Written by Aurélien Callens, PhD. Data Scientist at Sustaain
Geospatial Data Quality at Scale: A Framework from Detection to Decision
Executive Summary
Most geospatial data quality workflows answer one question: what is wrong? They rarely answer what to do about it, in which order, and why.
We built a framework that does, and applied it to approximately 330,000 geometries from several providers across 20 countries covering several EUDR commodities.
The results are clear: 35.6% of geometries carry quality issues, but less than 1% require field intervention. The majority can be fixed through automation. More importantly, the dominant errors are systemic rather than individual, pointing to pipeline and integration failures that no amount of field retraining will solve.
Data quality, managed this way, becomes a strategic lever rather than one-off cleaning task.
The Reality of Geospatial Data Quality
Each geometry was scanned for quality issues, scored along two dimensions: impact on analysis (severity) and likelihood of correction (fixability), and placed into a priority matrix that maps directly to a remediation strategy.
Our findings:
- Most geometries carry 0 to 2 flags (quality issues), with a rapidly decreasing tail, but a non-negligible share accumulates multiple compounding issues.
- Severity is skewed toward low to moderate values, meaning most problems do not fully block analysis but still introduce bias. Fixability, however, is heavily concentrated at high values: a large proportion of detected issues can be corrected through automated or semi-automated processes.
- The dominant error types are cross-feature and structural, not geometric or topological. It means that inconsistencies at the dataset level (duplicates, overlaps, encoding problems) are more prevalent than individual shape errors. The root cause is systemic data management, not isolated digitization mistakes. Improving data pipelines and integration processes will yield higher returns than focusing solely on field practices.

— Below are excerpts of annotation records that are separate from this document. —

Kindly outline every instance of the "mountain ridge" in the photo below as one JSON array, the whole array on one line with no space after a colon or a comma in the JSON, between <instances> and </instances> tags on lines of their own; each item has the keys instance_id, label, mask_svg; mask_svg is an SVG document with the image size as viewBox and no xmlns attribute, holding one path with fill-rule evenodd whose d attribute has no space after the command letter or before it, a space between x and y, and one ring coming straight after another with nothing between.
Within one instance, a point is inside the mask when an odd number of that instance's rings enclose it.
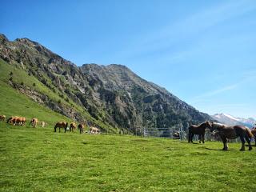
<instances>
[{"instance_id":1,"label":"mountain ridge","mask_svg":"<svg viewBox=\"0 0 256 192\"><path fill-rule=\"evenodd\" d=\"M224 113L215 114L211 115L211 117L215 120L229 126L243 125L252 128L256 124L256 120L253 118L237 118Z\"/></svg>"},{"instance_id":2,"label":"mountain ridge","mask_svg":"<svg viewBox=\"0 0 256 192\"><path fill-rule=\"evenodd\" d=\"M44 105L54 110L59 108L58 112L76 121L86 118L105 130L112 127L134 132L136 127L178 126L186 129L190 123L212 120L124 65L77 66L28 38L10 42L2 35L0 40L2 59L33 75L55 93L55 98L60 98L54 100L47 93L38 93L48 95ZM70 110L77 115L72 116Z\"/></svg>"}]
</instances>

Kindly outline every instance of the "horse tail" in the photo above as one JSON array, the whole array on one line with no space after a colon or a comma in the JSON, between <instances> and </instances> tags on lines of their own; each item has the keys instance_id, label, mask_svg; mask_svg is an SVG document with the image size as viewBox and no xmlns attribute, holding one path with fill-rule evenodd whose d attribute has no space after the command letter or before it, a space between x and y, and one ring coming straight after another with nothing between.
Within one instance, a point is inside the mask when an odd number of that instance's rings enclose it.
<instances>
[{"instance_id":1,"label":"horse tail","mask_svg":"<svg viewBox=\"0 0 256 192\"><path fill-rule=\"evenodd\" d=\"M248 127L246 127L246 134L250 138L252 138L254 137L253 134L251 133L250 130Z\"/></svg>"}]
</instances>

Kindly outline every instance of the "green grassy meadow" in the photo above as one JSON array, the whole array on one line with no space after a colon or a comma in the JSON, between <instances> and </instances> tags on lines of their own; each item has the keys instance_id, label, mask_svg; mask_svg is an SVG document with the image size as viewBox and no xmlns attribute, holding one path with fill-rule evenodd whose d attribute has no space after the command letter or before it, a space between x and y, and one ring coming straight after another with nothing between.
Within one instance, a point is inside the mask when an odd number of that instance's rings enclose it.
<instances>
[{"instance_id":1,"label":"green grassy meadow","mask_svg":"<svg viewBox=\"0 0 256 192\"><path fill-rule=\"evenodd\" d=\"M0 191L255 191L256 148L0 122Z\"/></svg>"}]
</instances>

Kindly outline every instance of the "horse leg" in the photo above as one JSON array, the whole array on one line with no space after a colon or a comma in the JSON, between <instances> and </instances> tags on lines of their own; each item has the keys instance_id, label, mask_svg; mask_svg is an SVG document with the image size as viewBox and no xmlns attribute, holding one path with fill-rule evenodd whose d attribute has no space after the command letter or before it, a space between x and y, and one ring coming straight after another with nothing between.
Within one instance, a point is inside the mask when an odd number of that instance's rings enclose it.
<instances>
[{"instance_id":1,"label":"horse leg","mask_svg":"<svg viewBox=\"0 0 256 192\"><path fill-rule=\"evenodd\" d=\"M240 136L240 139L241 139L241 142L242 142L242 147L240 149L240 150L245 150L245 143L246 143L246 141L245 141L245 138L243 136Z\"/></svg>"},{"instance_id":2,"label":"horse leg","mask_svg":"<svg viewBox=\"0 0 256 192\"><path fill-rule=\"evenodd\" d=\"M251 150L253 148L251 147L251 145L250 145L250 139L247 135L246 136L246 140L248 142L249 150Z\"/></svg>"},{"instance_id":3,"label":"horse leg","mask_svg":"<svg viewBox=\"0 0 256 192\"><path fill-rule=\"evenodd\" d=\"M224 146L222 150L228 150L228 146L227 146L227 144L226 144L227 139L226 139L226 138L224 138L224 137L222 138L222 142L223 142L223 146Z\"/></svg>"},{"instance_id":4,"label":"horse leg","mask_svg":"<svg viewBox=\"0 0 256 192\"><path fill-rule=\"evenodd\" d=\"M189 142L190 142L190 137L191 137L191 133L189 132ZM256 145L256 142L255 142L255 145Z\"/></svg>"}]
</instances>

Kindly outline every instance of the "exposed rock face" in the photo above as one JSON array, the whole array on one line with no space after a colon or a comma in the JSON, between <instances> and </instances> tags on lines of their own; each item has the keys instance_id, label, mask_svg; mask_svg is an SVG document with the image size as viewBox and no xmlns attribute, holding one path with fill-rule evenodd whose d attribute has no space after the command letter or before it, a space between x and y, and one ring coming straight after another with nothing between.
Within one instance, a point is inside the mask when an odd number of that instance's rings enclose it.
<instances>
[{"instance_id":1,"label":"exposed rock face","mask_svg":"<svg viewBox=\"0 0 256 192\"><path fill-rule=\"evenodd\" d=\"M82 106L91 118L110 127L170 127L211 119L178 98L149 82L122 65L86 64L81 67L28 38L10 42L0 35L0 58L34 75L45 86ZM34 101L77 120L83 113L62 103L42 99L40 93L23 90ZM72 111L72 112L67 112Z\"/></svg>"}]
</instances>

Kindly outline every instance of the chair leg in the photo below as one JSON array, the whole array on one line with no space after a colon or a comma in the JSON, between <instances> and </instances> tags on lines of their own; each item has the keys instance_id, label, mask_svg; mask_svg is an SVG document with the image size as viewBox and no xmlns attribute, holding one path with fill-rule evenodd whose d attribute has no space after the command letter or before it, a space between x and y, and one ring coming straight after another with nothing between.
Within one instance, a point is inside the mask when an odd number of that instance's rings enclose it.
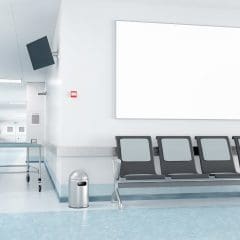
<instances>
[{"instance_id":1,"label":"chair leg","mask_svg":"<svg viewBox=\"0 0 240 240\"><path fill-rule=\"evenodd\" d=\"M116 195L117 202L118 202L118 208L121 209L123 208L122 200L120 198L119 190L118 190L118 184L115 184L115 191L114 194Z\"/></svg>"},{"instance_id":2,"label":"chair leg","mask_svg":"<svg viewBox=\"0 0 240 240\"><path fill-rule=\"evenodd\" d=\"M112 193L111 202L112 202L112 203L115 203L115 202L117 202L117 196L116 196L116 193L115 193L115 191Z\"/></svg>"}]
</instances>

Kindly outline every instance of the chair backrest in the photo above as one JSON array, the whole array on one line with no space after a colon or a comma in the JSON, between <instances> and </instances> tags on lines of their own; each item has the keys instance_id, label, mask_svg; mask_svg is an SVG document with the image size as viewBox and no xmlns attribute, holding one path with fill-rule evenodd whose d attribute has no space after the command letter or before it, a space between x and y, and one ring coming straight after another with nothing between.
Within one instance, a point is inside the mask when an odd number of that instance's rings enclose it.
<instances>
[{"instance_id":1,"label":"chair backrest","mask_svg":"<svg viewBox=\"0 0 240 240\"><path fill-rule=\"evenodd\" d=\"M203 173L236 173L230 142L226 136L197 136Z\"/></svg>"},{"instance_id":2,"label":"chair backrest","mask_svg":"<svg viewBox=\"0 0 240 240\"><path fill-rule=\"evenodd\" d=\"M149 136L116 136L120 176L155 174L152 139Z\"/></svg>"},{"instance_id":3,"label":"chair backrest","mask_svg":"<svg viewBox=\"0 0 240 240\"><path fill-rule=\"evenodd\" d=\"M157 136L162 174L197 173L191 138Z\"/></svg>"},{"instance_id":4,"label":"chair backrest","mask_svg":"<svg viewBox=\"0 0 240 240\"><path fill-rule=\"evenodd\" d=\"M240 161L240 136L233 136L232 139L235 142L238 161Z\"/></svg>"}]
</instances>

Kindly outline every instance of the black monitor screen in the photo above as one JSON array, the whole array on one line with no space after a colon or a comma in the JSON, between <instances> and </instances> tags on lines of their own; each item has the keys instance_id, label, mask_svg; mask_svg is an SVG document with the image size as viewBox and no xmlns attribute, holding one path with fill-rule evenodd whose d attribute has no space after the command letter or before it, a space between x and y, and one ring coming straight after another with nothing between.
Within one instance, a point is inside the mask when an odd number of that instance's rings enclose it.
<instances>
[{"instance_id":1,"label":"black monitor screen","mask_svg":"<svg viewBox=\"0 0 240 240\"><path fill-rule=\"evenodd\" d=\"M40 38L27 44L27 49L34 70L54 64L47 37Z\"/></svg>"}]
</instances>

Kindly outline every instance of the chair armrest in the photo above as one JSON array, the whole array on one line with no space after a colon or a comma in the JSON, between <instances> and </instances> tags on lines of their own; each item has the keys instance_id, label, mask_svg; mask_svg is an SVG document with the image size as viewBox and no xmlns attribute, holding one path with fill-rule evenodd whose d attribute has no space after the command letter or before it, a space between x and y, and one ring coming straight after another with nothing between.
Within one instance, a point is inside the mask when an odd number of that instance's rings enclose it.
<instances>
[{"instance_id":1,"label":"chair armrest","mask_svg":"<svg viewBox=\"0 0 240 240\"><path fill-rule=\"evenodd\" d=\"M118 158L113 159L113 176L114 180L118 180L120 177L120 169L121 169L121 160Z\"/></svg>"}]
</instances>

Near duplicate polygons are geometries from same supplier that overlap with >80% IoU and fake multipolygons are polygons with type MULTIPOLYGON that are in reality POLYGON
- Mapped into a priority matrix, the flagged polygons (representing 35.6% of the total dataset) resolve into three actionable segments: a dominant quick wins group (easily fixable at scale), a small critical issues group (concentrating most of the risk), and a high-value automation group (where fixing yields the strongest analytical gains). This reduces a complex distribution of errors to a small number of operational decisions.
| Quadrant | Geometries | Total % | Strategy |
|---|---|---|---|
| Clean polygons | 213458 | 64.43% | No action |
| Quick wins | 112397 | 33.92% | Automation |
| Critical issues | 2723 | 0.82% | Field recollection / manual investigation |
| Low priority / tolerable noise | 1420 | 0.43% | Tolerate / monitor |
| High-value automation | 1326 | 0.4% | Priority automation |
Provider-level error profiles and where to focus effort
Aggregating signals by provider shows that data quality issues are not uniform and require tailored solutions rather than a single generic approach.
One provider’s dataset, for example, is dominated by cross-feature inconsistencies, indicating duplication or data integration issues, as well as structural anomalies suggesting problems in data encoding or export pipelines. Targeted interventions for this provider would include deduplication at ingestion, stricter data integration rules, and validation of export formats to enforce consistent geometry structures.
This kind of profiling provides direct guidance for improving data collection and processing: it identifies whether issues originate from field practices or data pipelines, targets training or tooling where error types concentrate, and enables monitoring of improvements over time using consistent metrics.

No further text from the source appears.